Well weather-wise in South Florida, this week was exceptional. From Monday thru Thursday I kept all the windows and doors open to let in the cool temps (upper 70’s) along with the unusually dry air. We have a pool in our back yard and since day one; Buddy’s natural intuition has kept him away from the edge. He had no problem walking [or even running] around the pool but always steered clear of the edge.
Well yesterday while I was sweeping up the patio, I noticed a gurgling sound coming from our neighbor’s yard. These neighbors’ don’t live here full time so I keep an eye on their home for them. I recognized the sound as the warning that the water level was getting low in their pool so I turned my back for a moment to try to look through the hedge to see if I was right [which I was]. At that moment, from behind me I heard a “SPLASH!” I quickly turned to see that little Buddy had fallen into the pool.
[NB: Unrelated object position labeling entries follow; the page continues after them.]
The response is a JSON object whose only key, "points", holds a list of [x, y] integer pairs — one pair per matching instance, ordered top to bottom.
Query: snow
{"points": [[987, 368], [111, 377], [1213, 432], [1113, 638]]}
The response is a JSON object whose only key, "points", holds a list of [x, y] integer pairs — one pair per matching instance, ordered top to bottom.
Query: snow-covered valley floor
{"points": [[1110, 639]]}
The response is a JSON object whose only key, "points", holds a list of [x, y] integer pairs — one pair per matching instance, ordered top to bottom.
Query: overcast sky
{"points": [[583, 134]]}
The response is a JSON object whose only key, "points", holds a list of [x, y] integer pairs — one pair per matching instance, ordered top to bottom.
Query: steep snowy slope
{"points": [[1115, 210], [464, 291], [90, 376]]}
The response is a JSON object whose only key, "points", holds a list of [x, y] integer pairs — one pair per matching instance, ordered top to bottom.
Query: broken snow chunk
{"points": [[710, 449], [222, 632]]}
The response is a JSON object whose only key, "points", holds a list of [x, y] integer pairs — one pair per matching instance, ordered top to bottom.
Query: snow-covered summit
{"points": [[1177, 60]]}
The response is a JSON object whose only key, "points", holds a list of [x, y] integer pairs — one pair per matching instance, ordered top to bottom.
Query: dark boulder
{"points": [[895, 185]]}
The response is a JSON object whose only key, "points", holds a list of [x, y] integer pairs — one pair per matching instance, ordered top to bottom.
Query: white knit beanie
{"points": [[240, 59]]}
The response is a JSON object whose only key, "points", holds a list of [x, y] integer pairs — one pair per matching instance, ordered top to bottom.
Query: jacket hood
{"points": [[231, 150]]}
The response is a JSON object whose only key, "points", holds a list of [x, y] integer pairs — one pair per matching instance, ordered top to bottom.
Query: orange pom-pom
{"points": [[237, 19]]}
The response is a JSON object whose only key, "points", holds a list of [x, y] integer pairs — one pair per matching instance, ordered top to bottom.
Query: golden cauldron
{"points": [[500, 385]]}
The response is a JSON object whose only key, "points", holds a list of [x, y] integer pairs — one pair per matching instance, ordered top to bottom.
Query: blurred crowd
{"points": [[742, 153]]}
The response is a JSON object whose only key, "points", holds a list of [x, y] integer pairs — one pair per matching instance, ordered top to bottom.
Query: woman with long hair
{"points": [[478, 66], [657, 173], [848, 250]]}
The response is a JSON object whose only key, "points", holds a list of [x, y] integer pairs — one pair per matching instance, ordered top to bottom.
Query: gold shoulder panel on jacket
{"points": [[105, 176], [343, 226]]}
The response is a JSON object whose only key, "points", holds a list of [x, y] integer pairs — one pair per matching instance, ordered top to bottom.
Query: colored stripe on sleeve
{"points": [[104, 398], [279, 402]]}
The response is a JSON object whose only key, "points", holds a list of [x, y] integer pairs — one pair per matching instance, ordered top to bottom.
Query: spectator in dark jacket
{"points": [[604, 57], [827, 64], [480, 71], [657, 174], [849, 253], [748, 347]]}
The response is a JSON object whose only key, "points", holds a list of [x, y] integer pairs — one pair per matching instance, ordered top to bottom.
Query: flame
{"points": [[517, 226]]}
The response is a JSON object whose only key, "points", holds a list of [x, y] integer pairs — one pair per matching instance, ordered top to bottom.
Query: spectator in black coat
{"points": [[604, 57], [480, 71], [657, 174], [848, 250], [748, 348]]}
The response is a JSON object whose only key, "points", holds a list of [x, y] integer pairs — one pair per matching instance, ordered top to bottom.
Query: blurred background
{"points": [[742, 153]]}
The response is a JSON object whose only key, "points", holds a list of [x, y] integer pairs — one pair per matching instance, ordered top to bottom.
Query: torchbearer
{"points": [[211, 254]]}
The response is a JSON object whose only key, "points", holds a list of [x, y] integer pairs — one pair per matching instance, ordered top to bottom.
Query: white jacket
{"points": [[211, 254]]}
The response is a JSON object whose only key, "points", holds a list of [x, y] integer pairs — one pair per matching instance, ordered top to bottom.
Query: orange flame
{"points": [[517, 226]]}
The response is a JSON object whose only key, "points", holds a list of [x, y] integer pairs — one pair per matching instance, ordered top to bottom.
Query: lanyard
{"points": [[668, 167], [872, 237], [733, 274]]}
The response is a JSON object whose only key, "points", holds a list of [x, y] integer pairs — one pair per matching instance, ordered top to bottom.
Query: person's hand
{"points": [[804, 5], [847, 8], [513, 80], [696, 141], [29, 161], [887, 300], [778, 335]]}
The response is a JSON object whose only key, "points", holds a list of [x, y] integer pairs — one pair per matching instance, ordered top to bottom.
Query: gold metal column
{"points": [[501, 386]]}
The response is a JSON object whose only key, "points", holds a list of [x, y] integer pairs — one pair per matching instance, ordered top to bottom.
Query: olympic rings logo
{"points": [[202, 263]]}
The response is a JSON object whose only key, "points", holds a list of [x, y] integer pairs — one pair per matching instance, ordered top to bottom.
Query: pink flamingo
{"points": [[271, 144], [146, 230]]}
His pathetic expression was one of sheer panic and total distress. Clearly he had been shocked by the sudden plunge.
The only thought that crossed my mind was to make him feel safe again ASAP, so I jumped into the water to retrieve him. He did manage to paddle [I guess that’s why it’s actually called “doggie paddle”] to the pool’s wall but he was not able to get himself up over the coping to dry land. I picked him up and put him onto the patio. I grabbed a bath towel and proceeded to dry him off. He was still shaken from the experience. I got a second dry towel and wrapped it around him. Once swaddled in the soft terry comfort, he lay in my arms like an infant with NO desire to be on his own. It took a full 20 minutes before the initial shock wore off and I could place him down again.
Well I guess something clicked in Buddy’s head. He now viewed me as more than the guy he lives with who feeds, walks, bathes and plays with him. He suddenly saw me as his great protector. For the rest of the day he was no longer content to sit “by” my feet as I did my computer work but opted instead to “lay on” them. Each and every time I got up to walk, he literally stayed up against my legs taking each step with me. Whenever the opportunity would arise, he would leap onto my lap and lick my chin. I felt like his mother or at least felt that he viewed me as such.
So as we head into our second month together, I strongly feel that Buddy realizes that whatever may have happened in his young life before he came to us, he is here to stay. What’s more, he will be well taken care of. Ironically, after he comforted me in my distress last Saturday, I realize the same thing. Life IS good!